GDPR Compliance Concerns
The main reasons for banning ChatGPT and initiating the investigation are that the Italian privacy regulator believes OPENAI has not complied with the EU General Data Protection Regulation (GDPR) in processing data from Italian users. For instance, the regulator claims OPENAI lacks a legal basis to justify the large-scale collection and storage of personal data for training ChatGPT’s algorithm and accuses the company of inaccurate data processing.
Data Leak Incident
The Italian regulator also referenced a data leak incident involving ChatGPT last week, where some user chat session titles and a small portion of users’ payment data were inadvertently exposed due to a system issue.
Age Verification and Content Concerns
A critical issue that could potentially draw the attention of other EU member states is the absence of age verification during ChatGPT account registration, allowing minors to use the service. ChatGPT does not provide age-restricted content, possibly exposing minors to unsuitable material.
Data protection for minors has been a significant concern in the EU, with Microsoft 365 previously being banned by the German state of Hesse’s data protection authority for collecting student user data and transmitting it to the United States.

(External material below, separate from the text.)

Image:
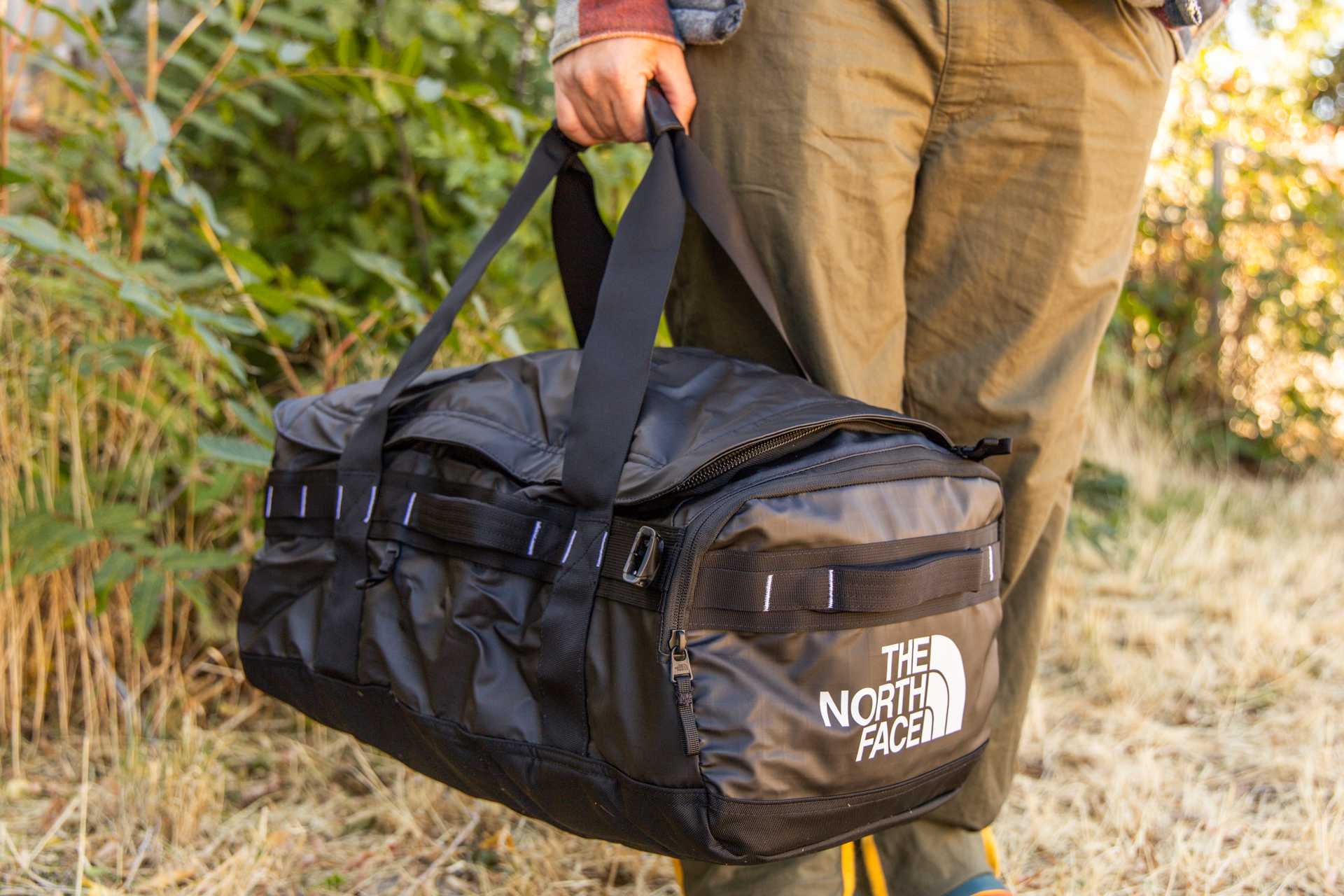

OPENAI’s Response Deadline
Although OPENAI does not have an office in the EU, it does have a designated representative in the European Economic Area. This representative will have 20 days to communicate with the regulatory authority on how the company plans to bring ChatGPT into compliance with GDPR privacy regulations.
If OPENAI fails to respond or implement the necessary changes within the given timeframe, the company could face a hefty fine of up to €20 million or 4% of its global revenue, whichever is higher. OPENAI has not yet issued a statement regarding the matter.